Если не ошибаюсь, он считал, что отдал империю Рузвельту за гроши.
СЕЛИЯ САНДС: Не уверена, что сказала бы именно так, но он, конечно, считал, что и Рузвельт, и Сталин обошлись с ним несправедливо. Он знал, что Рузвельт, на самом деле, был в данном случае бессилен. И еще, я думаю, его мучила мысль о холодной войне. Большая проблема, которую он хотел решить, так и осталась нерешенной на момент его смерти.
Что вы считаете самым большим достижением за всю его карьеру? И что он сам об этом думал?
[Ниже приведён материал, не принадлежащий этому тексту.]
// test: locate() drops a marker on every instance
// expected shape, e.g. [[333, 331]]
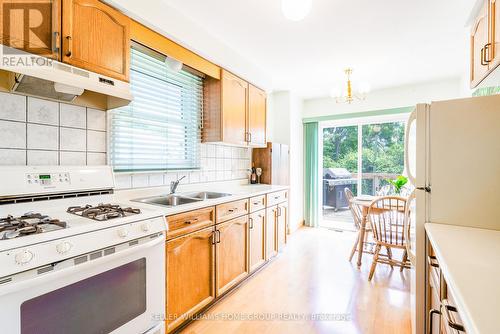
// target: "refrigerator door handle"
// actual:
[[412, 118]]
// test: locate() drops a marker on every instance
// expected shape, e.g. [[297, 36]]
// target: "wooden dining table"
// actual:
[[364, 205]]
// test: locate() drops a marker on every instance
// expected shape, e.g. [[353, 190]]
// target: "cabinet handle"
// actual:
[[447, 315], [191, 221], [433, 261], [56, 42], [431, 313], [69, 53]]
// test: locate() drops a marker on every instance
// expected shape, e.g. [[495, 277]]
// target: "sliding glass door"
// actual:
[[360, 155]]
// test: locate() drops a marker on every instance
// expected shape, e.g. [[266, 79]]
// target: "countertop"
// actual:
[[470, 261], [237, 191]]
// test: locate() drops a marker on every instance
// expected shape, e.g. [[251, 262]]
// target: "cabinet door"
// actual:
[[32, 26], [234, 106], [96, 37], [256, 116], [271, 242], [231, 253], [190, 275], [281, 225], [479, 39], [257, 242]]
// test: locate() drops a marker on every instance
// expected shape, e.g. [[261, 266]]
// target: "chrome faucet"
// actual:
[[175, 184]]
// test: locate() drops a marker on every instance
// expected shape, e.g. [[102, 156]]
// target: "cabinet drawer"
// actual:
[[277, 197], [257, 203], [187, 222], [231, 210]]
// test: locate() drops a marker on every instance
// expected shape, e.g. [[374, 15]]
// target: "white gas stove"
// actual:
[[62, 232]]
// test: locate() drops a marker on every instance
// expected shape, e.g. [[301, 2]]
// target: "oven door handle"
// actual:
[[28, 283]]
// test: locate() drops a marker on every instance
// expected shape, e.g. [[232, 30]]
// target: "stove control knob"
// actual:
[[64, 247], [24, 257], [123, 232]]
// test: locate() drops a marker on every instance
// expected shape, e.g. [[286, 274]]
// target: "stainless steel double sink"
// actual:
[[181, 198]]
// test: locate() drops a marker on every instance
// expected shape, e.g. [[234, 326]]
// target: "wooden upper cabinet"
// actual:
[[256, 116], [479, 40], [231, 253], [32, 26], [234, 105], [190, 275], [96, 37]]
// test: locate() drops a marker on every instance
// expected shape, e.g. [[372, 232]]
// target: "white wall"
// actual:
[[286, 128], [402, 96], [161, 17]]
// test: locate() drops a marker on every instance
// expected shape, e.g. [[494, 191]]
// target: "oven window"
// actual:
[[98, 304]]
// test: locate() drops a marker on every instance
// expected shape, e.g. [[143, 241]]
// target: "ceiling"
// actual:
[[387, 42]]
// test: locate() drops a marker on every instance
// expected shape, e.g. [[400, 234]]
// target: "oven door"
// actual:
[[120, 291]]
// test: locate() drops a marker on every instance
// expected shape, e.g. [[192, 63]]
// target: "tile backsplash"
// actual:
[[34, 131], [41, 132], [218, 163]]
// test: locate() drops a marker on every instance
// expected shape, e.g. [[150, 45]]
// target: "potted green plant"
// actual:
[[398, 183]]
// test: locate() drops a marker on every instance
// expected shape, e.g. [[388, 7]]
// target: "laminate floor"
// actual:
[[312, 288]]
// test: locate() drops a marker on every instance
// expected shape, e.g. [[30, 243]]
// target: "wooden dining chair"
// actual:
[[387, 219], [357, 216]]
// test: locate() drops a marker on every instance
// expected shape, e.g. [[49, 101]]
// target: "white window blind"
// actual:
[[161, 128]]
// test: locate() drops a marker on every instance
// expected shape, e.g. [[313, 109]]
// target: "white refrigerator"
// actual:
[[453, 160]]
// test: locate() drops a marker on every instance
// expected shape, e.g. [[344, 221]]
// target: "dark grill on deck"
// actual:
[[334, 182]]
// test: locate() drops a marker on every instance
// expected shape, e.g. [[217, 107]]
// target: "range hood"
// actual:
[[51, 79]]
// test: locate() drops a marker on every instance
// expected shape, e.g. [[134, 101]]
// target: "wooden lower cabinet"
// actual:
[[257, 239], [271, 244], [190, 282], [231, 253]]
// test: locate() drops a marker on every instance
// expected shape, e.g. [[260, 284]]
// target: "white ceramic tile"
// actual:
[[203, 150], [140, 180], [123, 181], [72, 158], [73, 116], [96, 119], [96, 141], [219, 151], [220, 164], [155, 180], [42, 158], [12, 157], [210, 151], [73, 139], [227, 151], [43, 137], [12, 107], [43, 111], [211, 163], [12, 134], [194, 177], [227, 164], [96, 159]]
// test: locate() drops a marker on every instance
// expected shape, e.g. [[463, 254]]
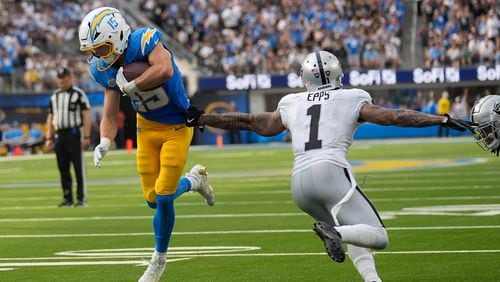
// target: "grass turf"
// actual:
[[442, 220]]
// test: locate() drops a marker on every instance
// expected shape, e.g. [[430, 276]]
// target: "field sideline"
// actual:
[[439, 198]]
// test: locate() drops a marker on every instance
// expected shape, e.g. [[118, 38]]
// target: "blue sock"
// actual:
[[183, 186], [163, 221]]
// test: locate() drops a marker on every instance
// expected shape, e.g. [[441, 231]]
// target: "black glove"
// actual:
[[496, 151], [458, 124], [192, 115]]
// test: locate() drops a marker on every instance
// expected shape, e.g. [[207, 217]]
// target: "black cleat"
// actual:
[[81, 204], [65, 204], [332, 240]]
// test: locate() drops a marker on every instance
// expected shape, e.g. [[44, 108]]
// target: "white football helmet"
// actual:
[[486, 113], [321, 68], [104, 34]]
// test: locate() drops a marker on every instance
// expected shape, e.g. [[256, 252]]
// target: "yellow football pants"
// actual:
[[162, 151]]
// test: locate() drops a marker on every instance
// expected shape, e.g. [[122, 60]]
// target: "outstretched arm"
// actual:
[[400, 117], [409, 118], [266, 124]]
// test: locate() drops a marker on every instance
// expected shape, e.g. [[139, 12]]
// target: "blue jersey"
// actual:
[[165, 104]]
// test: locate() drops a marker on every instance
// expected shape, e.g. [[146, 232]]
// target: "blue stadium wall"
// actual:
[[216, 94]]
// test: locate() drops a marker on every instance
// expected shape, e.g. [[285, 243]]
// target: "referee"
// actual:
[[68, 132]]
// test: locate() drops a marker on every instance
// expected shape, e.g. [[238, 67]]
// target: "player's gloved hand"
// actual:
[[126, 87], [192, 115], [458, 124], [101, 150]]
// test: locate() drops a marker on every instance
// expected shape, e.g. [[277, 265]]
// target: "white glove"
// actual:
[[127, 87], [101, 150]]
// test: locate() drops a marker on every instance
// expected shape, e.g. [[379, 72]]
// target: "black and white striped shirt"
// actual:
[[66, 107]]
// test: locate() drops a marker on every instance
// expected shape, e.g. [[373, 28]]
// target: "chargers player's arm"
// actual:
[[400, 117], [160, 69], [109, 122], [266, 124]]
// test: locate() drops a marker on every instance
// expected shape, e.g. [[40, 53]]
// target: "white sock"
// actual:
[[159, 257], [364, 235], [364, 262]]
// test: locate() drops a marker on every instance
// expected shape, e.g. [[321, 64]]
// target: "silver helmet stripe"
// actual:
[[321, 70]]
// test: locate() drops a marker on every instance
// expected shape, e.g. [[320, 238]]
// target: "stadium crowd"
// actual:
[[34, 35], [460, 33], [263, 36]]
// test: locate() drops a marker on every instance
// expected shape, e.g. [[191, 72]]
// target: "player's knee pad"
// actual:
[[382, 239], [151, 205]]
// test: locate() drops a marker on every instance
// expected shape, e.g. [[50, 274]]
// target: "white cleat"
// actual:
[[153, 272], [199, 173]]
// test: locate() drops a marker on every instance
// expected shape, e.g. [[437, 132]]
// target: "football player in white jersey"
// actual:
[[486, 113], [322, 122]]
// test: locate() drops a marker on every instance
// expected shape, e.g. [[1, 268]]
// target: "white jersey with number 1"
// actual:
[[322, 124]]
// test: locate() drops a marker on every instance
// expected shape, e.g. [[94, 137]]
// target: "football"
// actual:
[[134, 70]]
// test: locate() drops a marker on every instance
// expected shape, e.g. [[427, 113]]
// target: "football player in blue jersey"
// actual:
[[159, 97]]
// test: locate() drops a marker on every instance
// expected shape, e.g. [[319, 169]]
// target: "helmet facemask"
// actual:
[[103, 36], [105, 54], [486, 112], [321, 68]]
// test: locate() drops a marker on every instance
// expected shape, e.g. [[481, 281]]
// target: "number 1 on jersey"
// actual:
[[313, 143]]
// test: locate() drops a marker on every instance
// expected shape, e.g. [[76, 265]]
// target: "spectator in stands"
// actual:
[[431, 106], [459, 109], [443, 108]]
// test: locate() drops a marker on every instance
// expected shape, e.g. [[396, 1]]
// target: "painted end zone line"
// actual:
[[418, 228], [70, 263], [9, 265]]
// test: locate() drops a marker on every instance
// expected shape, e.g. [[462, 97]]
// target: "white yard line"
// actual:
[[33, 261], [226, 232]]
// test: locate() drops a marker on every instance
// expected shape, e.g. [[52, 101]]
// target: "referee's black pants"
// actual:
[[68, 150]]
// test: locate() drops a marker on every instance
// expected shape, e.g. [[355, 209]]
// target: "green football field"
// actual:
[[439, 198]]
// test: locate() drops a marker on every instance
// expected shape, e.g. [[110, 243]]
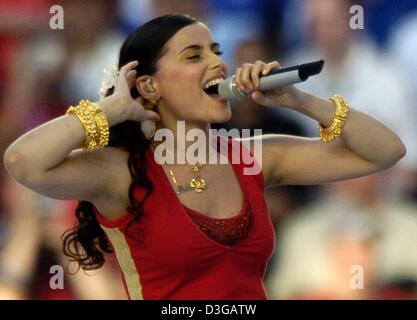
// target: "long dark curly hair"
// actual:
[[86, 243]]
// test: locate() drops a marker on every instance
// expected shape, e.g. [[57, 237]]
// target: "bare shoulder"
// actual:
[[112, 162], [260, 146]]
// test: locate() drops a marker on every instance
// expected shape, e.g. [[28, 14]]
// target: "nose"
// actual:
[[218, 63]]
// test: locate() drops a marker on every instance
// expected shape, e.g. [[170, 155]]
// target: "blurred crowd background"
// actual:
[[328, 236]]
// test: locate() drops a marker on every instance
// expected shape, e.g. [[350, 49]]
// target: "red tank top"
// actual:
[[173, 258]]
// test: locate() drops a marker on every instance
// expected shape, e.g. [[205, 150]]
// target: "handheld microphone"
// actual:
[[228, 89]]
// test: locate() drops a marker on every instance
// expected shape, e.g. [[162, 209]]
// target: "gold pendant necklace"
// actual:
[[198, 184]]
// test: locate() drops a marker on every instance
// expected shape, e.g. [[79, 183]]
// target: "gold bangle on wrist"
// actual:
[[328, 134], [95, 124]]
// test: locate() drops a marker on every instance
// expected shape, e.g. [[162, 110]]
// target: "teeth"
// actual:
[[212, 83]]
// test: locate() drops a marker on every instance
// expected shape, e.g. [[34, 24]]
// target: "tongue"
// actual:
[[213, 90]]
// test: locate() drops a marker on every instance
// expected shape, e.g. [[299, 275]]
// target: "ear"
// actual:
[[147, 88]]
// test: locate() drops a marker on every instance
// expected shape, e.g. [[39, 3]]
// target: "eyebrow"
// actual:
[[198, 47]]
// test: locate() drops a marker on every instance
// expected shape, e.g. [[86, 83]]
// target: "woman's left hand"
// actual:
[[247, 78]]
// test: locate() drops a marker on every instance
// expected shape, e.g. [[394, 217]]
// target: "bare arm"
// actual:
[[44, 158], [365, 146]]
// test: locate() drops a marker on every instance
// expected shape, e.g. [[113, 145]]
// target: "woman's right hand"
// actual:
[[120, 106]]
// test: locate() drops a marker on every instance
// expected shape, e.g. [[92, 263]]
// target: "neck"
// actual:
[[175, 134]]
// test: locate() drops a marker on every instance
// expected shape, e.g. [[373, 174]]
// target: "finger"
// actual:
[[257, 96], [238, 78], [270, 66], [245, 76], [142, 114], [148, 128], [131, 78], [122, 78], [140, 100], [152, 115], [256, 71]]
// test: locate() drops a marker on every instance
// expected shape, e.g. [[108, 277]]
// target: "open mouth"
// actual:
[[211, 88]]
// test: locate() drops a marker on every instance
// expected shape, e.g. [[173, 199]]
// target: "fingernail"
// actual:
[[148, 128]]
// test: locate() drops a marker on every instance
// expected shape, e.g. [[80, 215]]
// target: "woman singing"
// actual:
[[193, 230]]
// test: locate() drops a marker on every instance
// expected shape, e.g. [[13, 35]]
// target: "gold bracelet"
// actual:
[[95, 124], [336, 128], [103, 127]]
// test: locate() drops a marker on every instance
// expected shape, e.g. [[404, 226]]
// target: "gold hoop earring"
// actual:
[[149, 105]]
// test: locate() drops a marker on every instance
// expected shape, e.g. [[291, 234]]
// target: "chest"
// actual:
[[223, 195]]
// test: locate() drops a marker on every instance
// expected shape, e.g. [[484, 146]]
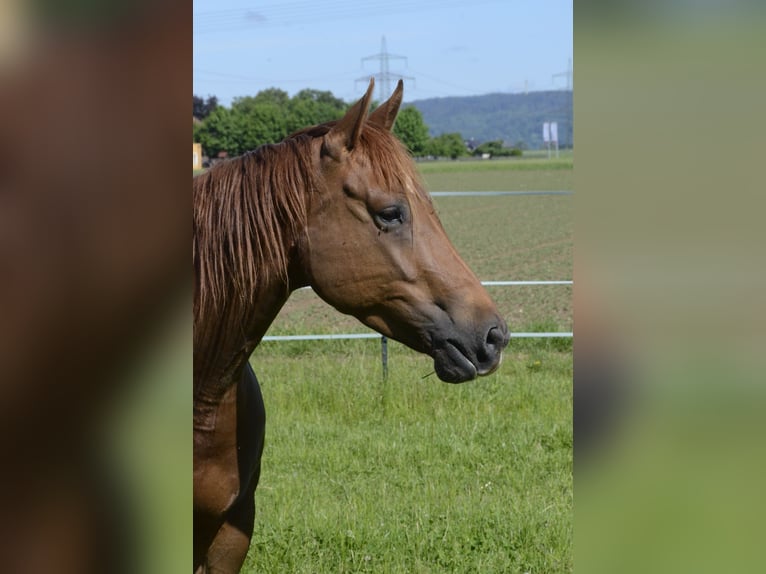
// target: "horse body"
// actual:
[[338, 207]]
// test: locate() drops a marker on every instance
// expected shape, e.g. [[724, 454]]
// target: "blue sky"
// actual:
[[452, 48]]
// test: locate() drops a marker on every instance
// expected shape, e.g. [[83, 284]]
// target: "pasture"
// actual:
[[411, 474]]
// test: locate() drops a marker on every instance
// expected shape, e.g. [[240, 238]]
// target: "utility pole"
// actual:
[[384, 77], [567, 74]]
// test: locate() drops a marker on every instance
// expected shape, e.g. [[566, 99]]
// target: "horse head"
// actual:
[[374, 247]]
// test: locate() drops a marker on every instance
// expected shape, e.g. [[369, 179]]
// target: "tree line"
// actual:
[[271, 115]]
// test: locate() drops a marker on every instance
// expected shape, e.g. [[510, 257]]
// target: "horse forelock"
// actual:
[[250, 210]]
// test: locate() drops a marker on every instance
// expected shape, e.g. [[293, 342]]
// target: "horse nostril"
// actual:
[[496, 338]]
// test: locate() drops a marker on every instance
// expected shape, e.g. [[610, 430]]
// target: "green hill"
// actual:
[[513, 118]]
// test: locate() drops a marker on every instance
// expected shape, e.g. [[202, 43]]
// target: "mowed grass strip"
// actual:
[[518, 238], [411, 474]]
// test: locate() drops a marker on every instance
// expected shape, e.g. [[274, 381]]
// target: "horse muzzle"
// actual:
[[463, 356]]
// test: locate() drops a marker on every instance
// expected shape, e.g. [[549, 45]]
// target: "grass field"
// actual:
[[409, 474]]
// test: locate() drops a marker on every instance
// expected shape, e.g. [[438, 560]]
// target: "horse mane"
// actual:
[[250, 210]]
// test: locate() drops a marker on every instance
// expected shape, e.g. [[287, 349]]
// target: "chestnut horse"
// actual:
[[338, 207]]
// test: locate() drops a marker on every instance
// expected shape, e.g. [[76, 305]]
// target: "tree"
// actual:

СЕЛИЯ САНДС: Он с самого начала понимал, что Британия не сможет выиграть войну без Америки. Поэтому первые полтора года в должности премьер-министра он посвятил тому, чтобы завоевать симпатии Рузвельта. Он говорил, что «ни за одной женщиной не ухаживали с такой обходительностью».
Он знал, что Америку необходимо склонить на свою сторону, поскольку в одиночку Британия не выстоит. Причем, если бы пала Британия, то и Америка не смогла бы победить, поскольку Британия была необходима Америке в качестве плацдарма. Так что, я думаю, именно это и было, в каком-то смысле, его главным достижением.
А что было его самой большой ошибкой?
СЕЛИЯ САНДС: Наверное, его просчет в отношении Индии. Он был человеком своего времени — убежденным монархистом. Он вырос в империи, где молодые люди, как правило, уезжали в далекие края сражаться за страну и королеву. Но потом все изменилось. Если во всем остальном он обычно опережал свою эпоху, то в этом случае он отстал от времени. Он не смог вовремя понять характер происходивших перемен.
Если говорить о том, что было дальше, в 1945 году Черчилль потерпел поражение на выборах. Он расценивал это как предательство со стороны британского народа. Как он воспринял это поражение?
СЕЛИЯ САНДС: Мне кажется все — или, по крайней мере, большинство людей — предвидели его поражение в 1945 году. При этом сам он очень мало думал о выборах — у него были куда более важные дела. Кроме того, мне кажется, у него сложилось обманчивое ощущение полной безопасности, поскольку его, разумеется, обожала вся страна.
Однако в действительности консерваторы были непопулярны накануне выборов. Созданная на время войны партийная коалиция прекратила свое существование. Люди устали от войны, а социалисты обещали вернуть войска домой. Только представьте, сколько голосов это дало им. Причем не только среди военных: у каждого солдата была мать, жена, дочь, любимая. Это огромное количество голосов. И, честно говоря, люди хотели перемен и считали, что социалисты смогут лучше решить проблемы послевоенного времени.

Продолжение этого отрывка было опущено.